A screenshot taken on a phone showing a headshot for an AI avatar of a man wearing glasses and a suit.
Lin Zhi

In other cases, creators who make avatars of dead celebrities without consulting their families are being accused of invasion of privacy. The father of Qiao Renliang, a pop star who died by suicide, said in March that he was disturbed by AI-generated videos of his son. In April, short-video site Douyin, TikTok’s sister app in China, warned creators against “resurrecting” the deceased without families’ permission. 

Experts have also warned that attempts to “resurrect” the dead could cause confusion and stress during the grieving process. 

Nathan Mladin, a researcher at U.K.-based Christian think tank Theos who has researched AI’s role in digital mourning, told Rest of World more studies need to evaluate the benefits and risks of deathbot use. “If you don’t move on [from grieving], that can be quite damaging. [The bots] could stop people from resuming their lives,” he said.

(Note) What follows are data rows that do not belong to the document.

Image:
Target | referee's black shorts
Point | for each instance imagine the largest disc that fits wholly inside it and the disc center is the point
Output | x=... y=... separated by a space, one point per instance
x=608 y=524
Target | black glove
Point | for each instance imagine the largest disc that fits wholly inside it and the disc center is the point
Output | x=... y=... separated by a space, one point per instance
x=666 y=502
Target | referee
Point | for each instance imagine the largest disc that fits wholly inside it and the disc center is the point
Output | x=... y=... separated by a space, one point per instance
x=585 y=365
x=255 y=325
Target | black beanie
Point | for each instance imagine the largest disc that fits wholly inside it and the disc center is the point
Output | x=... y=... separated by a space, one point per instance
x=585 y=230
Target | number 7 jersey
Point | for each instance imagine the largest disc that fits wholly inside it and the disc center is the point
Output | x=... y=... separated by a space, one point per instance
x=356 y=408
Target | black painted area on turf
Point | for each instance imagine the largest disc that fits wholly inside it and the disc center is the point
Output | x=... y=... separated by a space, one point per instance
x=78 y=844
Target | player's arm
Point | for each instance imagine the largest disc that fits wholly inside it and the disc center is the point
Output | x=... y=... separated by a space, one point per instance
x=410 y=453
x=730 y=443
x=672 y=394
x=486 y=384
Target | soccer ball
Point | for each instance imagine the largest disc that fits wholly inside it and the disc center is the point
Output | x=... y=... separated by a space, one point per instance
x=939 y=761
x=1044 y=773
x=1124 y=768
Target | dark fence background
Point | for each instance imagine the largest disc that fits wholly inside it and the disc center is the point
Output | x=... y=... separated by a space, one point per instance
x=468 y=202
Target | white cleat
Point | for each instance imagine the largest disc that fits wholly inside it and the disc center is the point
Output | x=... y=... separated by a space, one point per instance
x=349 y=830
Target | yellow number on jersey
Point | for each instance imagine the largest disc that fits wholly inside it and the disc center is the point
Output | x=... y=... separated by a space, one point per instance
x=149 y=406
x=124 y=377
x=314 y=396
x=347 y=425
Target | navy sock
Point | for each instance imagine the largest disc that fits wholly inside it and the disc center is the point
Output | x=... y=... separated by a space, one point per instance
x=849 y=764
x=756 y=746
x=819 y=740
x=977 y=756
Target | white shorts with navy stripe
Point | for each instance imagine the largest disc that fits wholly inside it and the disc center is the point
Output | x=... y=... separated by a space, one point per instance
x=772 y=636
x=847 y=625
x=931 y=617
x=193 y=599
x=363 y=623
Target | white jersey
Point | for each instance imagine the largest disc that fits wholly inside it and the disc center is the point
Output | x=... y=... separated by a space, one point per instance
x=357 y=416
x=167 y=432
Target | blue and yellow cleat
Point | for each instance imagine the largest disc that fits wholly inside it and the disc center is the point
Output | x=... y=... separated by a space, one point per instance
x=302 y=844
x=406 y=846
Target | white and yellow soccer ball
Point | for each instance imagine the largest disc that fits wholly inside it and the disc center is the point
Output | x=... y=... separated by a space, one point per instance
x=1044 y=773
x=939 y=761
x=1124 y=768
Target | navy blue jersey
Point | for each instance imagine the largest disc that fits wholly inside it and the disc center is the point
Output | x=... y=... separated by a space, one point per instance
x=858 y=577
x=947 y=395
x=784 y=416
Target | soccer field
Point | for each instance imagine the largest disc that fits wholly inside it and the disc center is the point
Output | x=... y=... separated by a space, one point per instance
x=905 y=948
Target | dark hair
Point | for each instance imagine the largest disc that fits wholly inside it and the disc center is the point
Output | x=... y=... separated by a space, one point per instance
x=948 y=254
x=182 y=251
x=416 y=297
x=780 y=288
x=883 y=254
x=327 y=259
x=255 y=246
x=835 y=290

According to Mladin, people find it hard to grapple with the idea that death is final. “So if there is a technology that connects to that emotional refusal to accept death, then they will take it,” he said. 

In China, some are even preparing their own deathbots ahead of time. Lin Zhi, who runs an AI avatar business from Shanghai, has been training a GPT-powered chatbot by uploading texts about his daily itineraries, thoughts, and conversations with others. The bot, a bespectacled man in a suit, has slowly learned about Lin’s anti-war political stance, cooking routines, and the catchphrases he tends to use, Lin told Rest of World. He also used voice-cloning software to make the bot speak in his voice. 

Lin hopes the bot will become his immortal doppelgänger, speaking on his behalf after his death. “If my descendants ask ‘What was Grandpa Lin Zhi like?’ they could just talk to the AI version of myself to find out.”